Bronze Age in the Middle East (2300 - 1200 B.C.E.)

Map of important archaeological sites in the Middle East

Archaeological periods

|===years===|: Before Christian Era (B.C.E.)
The Middle Bronze I period corresponds roughly to the First Intermediate Period in Ancient
Egypt, a time of general desintegration of the Old Kingdom. 
2300 2200 2100 2000
|------------------ EB - MB -------------------------------|
|---------- EB IV ------------------|------------ MB I ---------

1900 1800 1700 1600
|----- MB I -------|----i--------ii- MB II -iii------iv--------v-------|
MB I -----|---- MB IIA ----|---- MB IIB -----|------ MB IIC -----

"EB"=Early Bronze Age
"MB"=Middle Bronze Age


A bronze statue in a grave from pharao Pepi, 2300 B.C.E. contained tin from Cornwall, U.K. . (source: Where Troy once stood, I. Wilkens 1990) So one can conclude at least 2 things:

  • the Egyptians knew how to cast bronze long before that date
  • there were extensive trade routes throughout the mediterranian and Northsea

MIDDLE BRONZE AGE (2200 - 1570 B.C.E.)
Most of the following material was exhumed in the Bronze Age cemetery at Gibeon (el Jib) and the northern cemetery Beth Shan. Both cemeteries still remain extremely important in any discussion of the culture of this period.
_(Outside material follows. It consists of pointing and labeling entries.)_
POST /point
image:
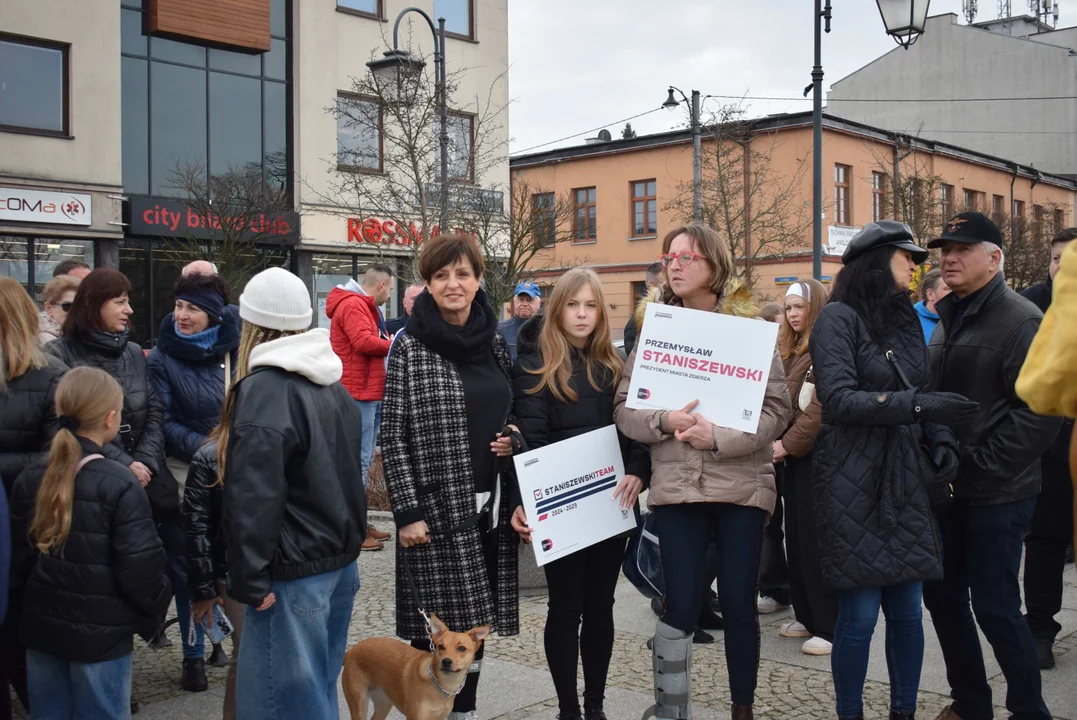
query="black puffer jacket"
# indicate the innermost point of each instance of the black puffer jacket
(544, 420)
(86, 604)
(873, 517)
(28, 419)
(294, 504)
(979, 355)
(204, 511)
(142, 436)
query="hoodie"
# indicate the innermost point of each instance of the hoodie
(360, 339)
(927, 320)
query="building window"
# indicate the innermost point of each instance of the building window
(359, 133)
(880, 205)
(586, 217)
(373, 9)
(33, 86)
(545, 221)
(459, 17)
(842, 195)
(644, 208)
(946, 201)
(461, 139)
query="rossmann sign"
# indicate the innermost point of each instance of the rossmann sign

There is limited evidence of urban or village life throughout the region. Temporary structures, more like sheds than houses, have been uncovered on the sides of some tells (e.g. Jericho [Tell es-Sultan]) and other hillsides. In the Negev, village sites had circular huts with stone pillar in the center. At most sites there is no sedentary evidence of this culture except for the numerous tombs.

Copper and not bronze weapons occur in a few tombs. The most common form, the curled-tangled javelin point, probably attached to a wooden pole by bending the curled tail into a wooden slot on the pole. Other types of weapons, such as a riveted dagger with a slight mid-rib for added strength and the crescentic axehead, are rare. Such types of weapons do not continue into the Middle Bronze II.
*Maxwell-Hyslop, R. "Daggers and Swords in West Asia," IRAQ VIII: 1-65.
Tufnell, Olga. Lachish IV: The Bronze Age. (London, 1958), Pls. 21:6-9; 22-24.
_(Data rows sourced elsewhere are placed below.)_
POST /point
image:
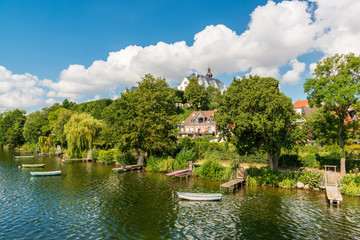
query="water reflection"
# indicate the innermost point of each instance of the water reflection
(88, 200)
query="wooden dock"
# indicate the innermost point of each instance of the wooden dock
(129, 168)
(237, 182)
(332, 185)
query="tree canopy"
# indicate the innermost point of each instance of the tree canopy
(145, 119)
(336, 87)
(81, 131)
(11, 127)
(255, 115)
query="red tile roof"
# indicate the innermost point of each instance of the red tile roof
(301, 103)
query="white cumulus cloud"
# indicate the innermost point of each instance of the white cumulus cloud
(293, 75)
(19, 90)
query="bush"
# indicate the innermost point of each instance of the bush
(152, 164)
(124, 158)
(259, 158)
(52, 150)
(211, 168)
(251, 181)
(106, 156)
(313, 178)
(287, 183)
(29, 147)
(310, 161)
(94, 154)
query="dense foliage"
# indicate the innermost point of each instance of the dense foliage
(256, 115)
(336, 87)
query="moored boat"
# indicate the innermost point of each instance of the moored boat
(33, 165)
(49, 173)
(177, 172)
(200, 196)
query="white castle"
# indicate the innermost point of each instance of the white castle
(205, 81)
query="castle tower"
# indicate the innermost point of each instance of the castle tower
(209, 74)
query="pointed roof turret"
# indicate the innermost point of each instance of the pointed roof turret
(209, 74)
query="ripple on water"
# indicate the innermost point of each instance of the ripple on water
(90, 201)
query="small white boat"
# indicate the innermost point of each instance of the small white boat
(49, 173)
(200, 196)
(33, 165)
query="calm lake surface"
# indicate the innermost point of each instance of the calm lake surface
(89, 201)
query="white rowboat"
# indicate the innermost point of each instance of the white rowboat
(200, 196)
(50, 173)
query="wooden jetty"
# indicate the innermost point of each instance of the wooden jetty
(332, 184)
(129, 168)
(237, 182)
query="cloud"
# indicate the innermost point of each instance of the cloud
(276, 33)
(19, 90)
(339, 24)
(293, 76)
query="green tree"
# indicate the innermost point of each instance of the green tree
(81, 131)
(196, 95)
(145, 119)
(336, 87)
(64, 116)
(255, 115)
(33, 126)
(11, 126)
(214, 97)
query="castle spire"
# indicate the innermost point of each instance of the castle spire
(209, 74)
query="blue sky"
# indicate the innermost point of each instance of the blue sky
(84, 50)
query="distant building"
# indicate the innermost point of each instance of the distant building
(205, 81)
(199, 123)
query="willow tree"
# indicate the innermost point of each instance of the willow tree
(255, 116)
(81, 131)
(336, 87)
(145, 119)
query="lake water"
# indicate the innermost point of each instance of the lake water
(89, 201)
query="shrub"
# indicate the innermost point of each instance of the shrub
(52, 150)
(95, 154)
(287, 183)
(310, 161)
(106, 156)
(251, 181)
(312, 178)
(124, 158)
(152, 164)
(29, 147)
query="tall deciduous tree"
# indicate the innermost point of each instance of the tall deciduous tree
(145, 119)
(11, 126)
(196, 95)
(33, 126)
(81, 131)
(255, 115)
(336, 86)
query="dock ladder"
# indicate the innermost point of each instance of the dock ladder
(332, 185)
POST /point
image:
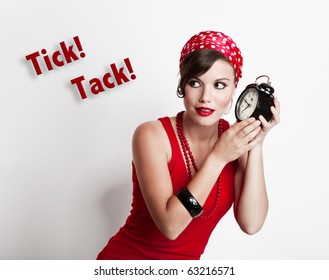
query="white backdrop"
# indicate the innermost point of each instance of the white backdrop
(65, 163)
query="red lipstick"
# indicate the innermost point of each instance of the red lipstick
(204, 111)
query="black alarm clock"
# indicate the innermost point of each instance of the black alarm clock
(255, 100)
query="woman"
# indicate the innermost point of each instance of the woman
(188, 170)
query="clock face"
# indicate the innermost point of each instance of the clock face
(247, 103)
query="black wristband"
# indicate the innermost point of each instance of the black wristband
(190, 203)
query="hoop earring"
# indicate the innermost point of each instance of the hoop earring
(179, 92)
(229, 109)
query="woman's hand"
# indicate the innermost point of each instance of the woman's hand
(237, 140)
(267, 126)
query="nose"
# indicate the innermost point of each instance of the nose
(206, 95)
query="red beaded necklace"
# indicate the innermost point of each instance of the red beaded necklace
(189, 158)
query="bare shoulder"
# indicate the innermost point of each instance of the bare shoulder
(152, 130)
(151, 137)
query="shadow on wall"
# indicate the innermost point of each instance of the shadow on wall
(117, 206)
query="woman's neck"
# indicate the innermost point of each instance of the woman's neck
(199, 133)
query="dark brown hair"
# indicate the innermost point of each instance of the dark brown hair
(196, 64)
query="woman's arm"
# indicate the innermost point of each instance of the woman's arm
(151, 154)
(251, 201)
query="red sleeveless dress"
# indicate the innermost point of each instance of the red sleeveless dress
(140, 239)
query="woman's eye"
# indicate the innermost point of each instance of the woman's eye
(220, 85)
(194, 83)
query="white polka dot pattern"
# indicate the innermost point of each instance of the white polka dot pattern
(218, 41)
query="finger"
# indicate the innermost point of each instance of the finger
(276, 115)
(249, 129)
(264, 122)
(277, 104)
(237, 126)
(252, 134)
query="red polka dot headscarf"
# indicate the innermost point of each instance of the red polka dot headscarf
(217, 41)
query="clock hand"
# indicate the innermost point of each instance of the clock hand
(247, 102)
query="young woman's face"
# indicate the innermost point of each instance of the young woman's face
(208, 97)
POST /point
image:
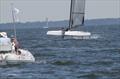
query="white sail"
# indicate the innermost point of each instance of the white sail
(77, 13)
(16, 11)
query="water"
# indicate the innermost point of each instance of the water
(58, 58)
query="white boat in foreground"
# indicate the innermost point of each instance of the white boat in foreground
(77, 12)
(69, 33)
(8, 55)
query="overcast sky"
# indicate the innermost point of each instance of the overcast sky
(38, 10)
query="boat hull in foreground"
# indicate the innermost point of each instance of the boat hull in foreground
(69, 33)
(12, 58)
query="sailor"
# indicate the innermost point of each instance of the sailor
(15, 43)
(63, 31)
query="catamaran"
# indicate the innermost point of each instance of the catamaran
(8, 54)
(77, 12)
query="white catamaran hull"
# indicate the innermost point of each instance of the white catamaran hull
(69, 33)
(13, 58)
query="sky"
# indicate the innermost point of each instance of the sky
(55, 10)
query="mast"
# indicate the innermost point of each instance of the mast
(13, 17)
(70, 14)
(77, 11)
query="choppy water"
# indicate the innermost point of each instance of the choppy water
(58, 58)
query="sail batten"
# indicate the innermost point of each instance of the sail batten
(77, 13)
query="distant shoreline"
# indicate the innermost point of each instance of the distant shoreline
(63, 23)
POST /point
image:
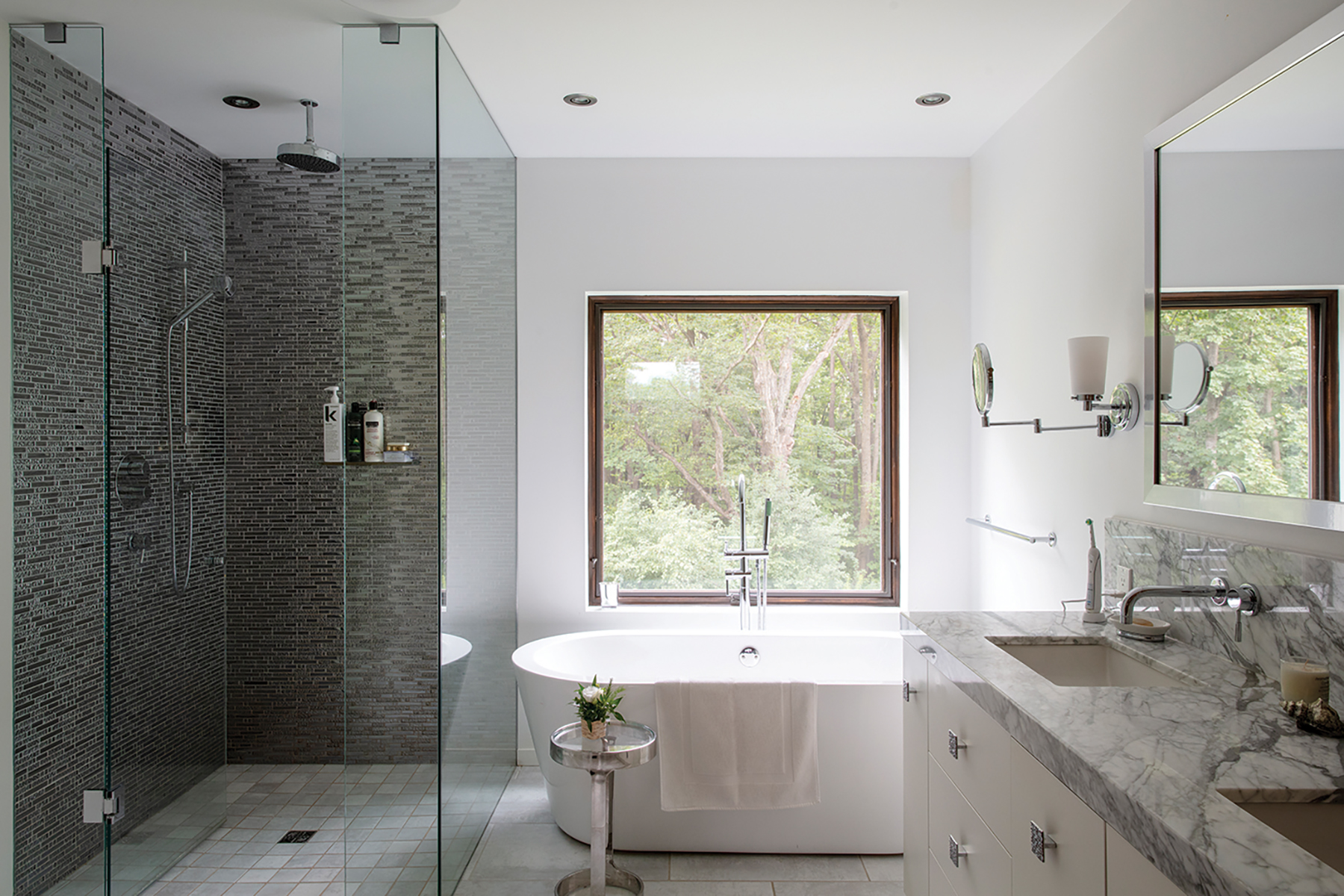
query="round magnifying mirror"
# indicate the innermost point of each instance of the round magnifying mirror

Picture below: Bronze weapon. Dagger blade with slide midrib and rivet holes

Picture below: Bronze weapon. Javelin point with curled tang

Bronze replaces copper beginning in Middle Bronze IIA. The "duck- bill" axehead with two elliptical holes is an identifiable form of Middle Bronze IIA and may have its origin in earlier forms of the Middle Bronze I and even Early Bronze Age axes (crescentic axes). The narrow chisel-shaped axehead occurs in Middle Bronze IIB-C contexts. Spear points with long or short sockets replace the curled-tang spearpoint of Middle Bronze I. In Middle Bronze II swords are broad with added midribs to increase durability of the form. Handles are made of wood and limestone pommels form the top part of the dagger. Shorter swords, or daggers, seem to become more common in the latter half of Middle Bronze II.
*Maxwell-Hyslop, R. "Daggers and Swords in West Asia," IRAQ VIII:1-65.
Guy, P.L.O. Megiddo Tombs (Chicago, 1938), Pl.163:8.
Tufnell, Olga. Lachish IV: The Bronze Age. (London, 1958), Pls. 21:6-9; 22-24.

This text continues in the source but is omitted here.